To make this article as valuable as possible for everyone we will compare 3 Google Cloud Services (Cloud Storage, BigQuery, Cloud SQL) and show you what the strong and weak points are of each service with respect to the requirements of a good data lake platform so you can see which platform works best for you company.

If you already know the basics of these services please continue to the next section. For the ones that need a refresher: 

  • Cloud Storage stores data as ‘blobs’ (binary large objects) inside a ‘bucket’. A blob can be anything (a file, video, operating system image…) but you can only act on the blob as a whole. E.g. you can not get the first page of the file, you can only get the entire file. Cloud storage works with a distributed storage engine so you can easily scale to petabytes of data.
    • BigQuery stores data in column-oriented database tables where attributes are separated by columns. BigQuery works with decoupled storage and compute infrastructure so you can very easily scale to petabytes of data.
    • Cloud SQL stores data in row-oriented database tables where attributes are separated by columns. Cloud SQL does not work with a distributed storage engine so scaling this up becomes a problem when you surpass 1 TB.
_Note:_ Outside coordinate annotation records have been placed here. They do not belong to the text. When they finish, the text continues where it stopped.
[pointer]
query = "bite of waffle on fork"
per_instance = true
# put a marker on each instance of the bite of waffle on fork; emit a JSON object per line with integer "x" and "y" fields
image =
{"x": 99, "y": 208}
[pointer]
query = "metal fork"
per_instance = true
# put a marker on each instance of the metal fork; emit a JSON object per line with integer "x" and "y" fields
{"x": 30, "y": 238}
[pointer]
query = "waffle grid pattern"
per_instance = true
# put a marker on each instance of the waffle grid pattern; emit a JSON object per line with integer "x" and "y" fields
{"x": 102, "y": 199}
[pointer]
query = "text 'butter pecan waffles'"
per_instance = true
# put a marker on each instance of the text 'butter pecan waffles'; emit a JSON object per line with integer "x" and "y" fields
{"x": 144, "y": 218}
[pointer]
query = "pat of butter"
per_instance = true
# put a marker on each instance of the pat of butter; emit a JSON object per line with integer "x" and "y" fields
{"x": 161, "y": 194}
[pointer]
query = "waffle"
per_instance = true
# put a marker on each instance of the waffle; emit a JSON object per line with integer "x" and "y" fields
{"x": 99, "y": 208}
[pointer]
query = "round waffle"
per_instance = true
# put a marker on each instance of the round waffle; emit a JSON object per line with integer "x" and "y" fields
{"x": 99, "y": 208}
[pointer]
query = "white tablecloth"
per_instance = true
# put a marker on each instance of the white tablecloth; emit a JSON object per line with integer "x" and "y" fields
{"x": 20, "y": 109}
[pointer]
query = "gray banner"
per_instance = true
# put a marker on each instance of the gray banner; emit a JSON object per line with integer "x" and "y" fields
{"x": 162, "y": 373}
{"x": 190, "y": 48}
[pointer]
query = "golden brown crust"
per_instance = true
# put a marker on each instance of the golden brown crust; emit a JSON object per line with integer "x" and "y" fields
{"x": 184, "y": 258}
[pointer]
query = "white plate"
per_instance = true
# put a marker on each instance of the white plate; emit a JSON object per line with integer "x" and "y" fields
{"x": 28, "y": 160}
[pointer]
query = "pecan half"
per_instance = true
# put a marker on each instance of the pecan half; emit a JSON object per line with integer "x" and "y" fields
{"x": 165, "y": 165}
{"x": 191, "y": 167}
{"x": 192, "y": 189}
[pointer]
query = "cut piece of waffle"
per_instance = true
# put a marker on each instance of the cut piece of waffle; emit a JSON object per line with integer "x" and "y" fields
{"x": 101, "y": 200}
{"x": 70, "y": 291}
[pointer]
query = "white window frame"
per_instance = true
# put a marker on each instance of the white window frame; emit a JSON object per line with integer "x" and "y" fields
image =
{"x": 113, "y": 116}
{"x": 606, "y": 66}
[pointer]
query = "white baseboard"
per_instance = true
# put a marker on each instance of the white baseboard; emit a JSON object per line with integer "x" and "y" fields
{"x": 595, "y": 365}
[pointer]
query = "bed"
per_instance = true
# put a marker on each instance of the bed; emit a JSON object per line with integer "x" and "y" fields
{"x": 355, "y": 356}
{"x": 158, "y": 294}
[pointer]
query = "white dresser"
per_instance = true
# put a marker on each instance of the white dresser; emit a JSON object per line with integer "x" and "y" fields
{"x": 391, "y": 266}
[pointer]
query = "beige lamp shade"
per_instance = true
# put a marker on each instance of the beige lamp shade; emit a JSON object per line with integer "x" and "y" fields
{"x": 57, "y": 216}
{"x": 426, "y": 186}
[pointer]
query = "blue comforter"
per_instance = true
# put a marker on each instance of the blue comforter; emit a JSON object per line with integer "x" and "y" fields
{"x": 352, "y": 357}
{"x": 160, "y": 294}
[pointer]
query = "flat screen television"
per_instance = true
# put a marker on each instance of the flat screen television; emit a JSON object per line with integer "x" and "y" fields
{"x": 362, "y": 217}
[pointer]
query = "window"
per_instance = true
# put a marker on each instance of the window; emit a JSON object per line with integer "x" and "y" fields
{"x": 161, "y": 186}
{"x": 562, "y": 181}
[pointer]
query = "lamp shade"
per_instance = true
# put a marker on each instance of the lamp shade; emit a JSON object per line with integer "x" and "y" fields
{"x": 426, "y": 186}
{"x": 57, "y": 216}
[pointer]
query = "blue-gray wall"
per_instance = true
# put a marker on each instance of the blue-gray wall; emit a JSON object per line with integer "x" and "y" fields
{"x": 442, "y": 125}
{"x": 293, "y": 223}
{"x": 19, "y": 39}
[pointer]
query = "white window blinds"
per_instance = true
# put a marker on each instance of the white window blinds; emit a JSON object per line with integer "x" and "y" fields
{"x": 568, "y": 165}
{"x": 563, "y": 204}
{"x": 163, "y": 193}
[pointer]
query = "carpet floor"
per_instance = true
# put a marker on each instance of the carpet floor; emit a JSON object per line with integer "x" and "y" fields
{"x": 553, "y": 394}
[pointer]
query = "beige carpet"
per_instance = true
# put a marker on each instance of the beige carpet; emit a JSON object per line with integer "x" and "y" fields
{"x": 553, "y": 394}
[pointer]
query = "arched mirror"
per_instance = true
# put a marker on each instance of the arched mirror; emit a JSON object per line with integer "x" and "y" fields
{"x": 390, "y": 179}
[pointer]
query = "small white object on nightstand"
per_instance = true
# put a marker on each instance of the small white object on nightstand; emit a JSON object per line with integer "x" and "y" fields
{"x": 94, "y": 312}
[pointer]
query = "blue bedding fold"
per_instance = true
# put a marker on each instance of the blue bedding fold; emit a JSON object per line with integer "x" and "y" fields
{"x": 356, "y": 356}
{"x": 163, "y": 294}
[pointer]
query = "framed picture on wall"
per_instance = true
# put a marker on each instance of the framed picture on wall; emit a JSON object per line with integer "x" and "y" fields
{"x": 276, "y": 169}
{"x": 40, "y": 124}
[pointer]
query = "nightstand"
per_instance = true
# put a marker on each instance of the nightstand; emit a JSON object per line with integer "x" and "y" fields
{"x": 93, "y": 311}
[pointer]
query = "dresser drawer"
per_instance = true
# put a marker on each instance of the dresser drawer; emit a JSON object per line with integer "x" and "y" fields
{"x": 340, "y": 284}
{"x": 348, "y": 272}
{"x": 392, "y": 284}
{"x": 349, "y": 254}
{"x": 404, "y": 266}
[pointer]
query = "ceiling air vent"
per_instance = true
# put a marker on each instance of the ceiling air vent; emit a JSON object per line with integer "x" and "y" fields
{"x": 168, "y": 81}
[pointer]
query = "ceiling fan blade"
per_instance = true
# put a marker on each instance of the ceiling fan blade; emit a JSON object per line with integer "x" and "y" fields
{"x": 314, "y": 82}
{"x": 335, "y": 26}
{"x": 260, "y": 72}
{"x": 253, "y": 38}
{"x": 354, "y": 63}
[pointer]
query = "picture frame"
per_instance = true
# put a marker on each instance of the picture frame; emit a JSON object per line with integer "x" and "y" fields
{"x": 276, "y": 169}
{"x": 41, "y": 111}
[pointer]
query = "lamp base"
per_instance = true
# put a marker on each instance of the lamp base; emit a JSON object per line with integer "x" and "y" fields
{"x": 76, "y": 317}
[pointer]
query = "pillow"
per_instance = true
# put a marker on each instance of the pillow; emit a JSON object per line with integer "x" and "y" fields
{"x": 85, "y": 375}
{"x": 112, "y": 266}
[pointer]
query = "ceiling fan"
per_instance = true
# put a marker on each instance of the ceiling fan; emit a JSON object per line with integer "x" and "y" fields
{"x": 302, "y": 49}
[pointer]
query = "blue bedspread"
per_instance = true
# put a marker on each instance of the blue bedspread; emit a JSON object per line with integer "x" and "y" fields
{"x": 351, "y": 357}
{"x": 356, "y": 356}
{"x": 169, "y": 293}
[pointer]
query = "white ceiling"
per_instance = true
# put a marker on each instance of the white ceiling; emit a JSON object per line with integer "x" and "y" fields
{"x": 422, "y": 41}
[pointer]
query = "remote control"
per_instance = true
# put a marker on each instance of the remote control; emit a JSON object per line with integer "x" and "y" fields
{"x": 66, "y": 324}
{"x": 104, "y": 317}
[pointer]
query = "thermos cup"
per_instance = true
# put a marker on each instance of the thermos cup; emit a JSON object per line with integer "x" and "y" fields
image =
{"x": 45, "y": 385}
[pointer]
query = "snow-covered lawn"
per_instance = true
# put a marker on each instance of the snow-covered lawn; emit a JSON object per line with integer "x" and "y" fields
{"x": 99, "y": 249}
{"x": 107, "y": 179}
    Data should be storable

    It all starts with (1) getting data from where it is produced and (2) storing it in the data lake platform. While you can easily write a book on this topic alone I want to be as concise as possible.

    Unstructured data

    If you have unstructured data, then there is a high chance you will use something similar to Storage Transfer Service. This service can natively pull data from other public clouds, filesystems or URL’s. BigQuery and Cloud SQL are not designed to store unstructured data objects so they are not an option, not even if you really want to.

    (Semi-)structured data

    If you have (semi-)structured data coming from APIs or database tables, chances are high that you will work with an ETL tool such as Datastream, Fivetran or Airbyte to load data into your data lake. A lot of these tools can natively push data as-is into BigQuery as well as Cloud Storage but I recommend going with BigQuery. The reason is that data in BigQuery is a lot easier to visualise, manage and work with. On top of that, directly syncing data into BigQuery removes the need of writing custom code to move data from your data lake in Cloud Storage and your data warehouse in BigQuery.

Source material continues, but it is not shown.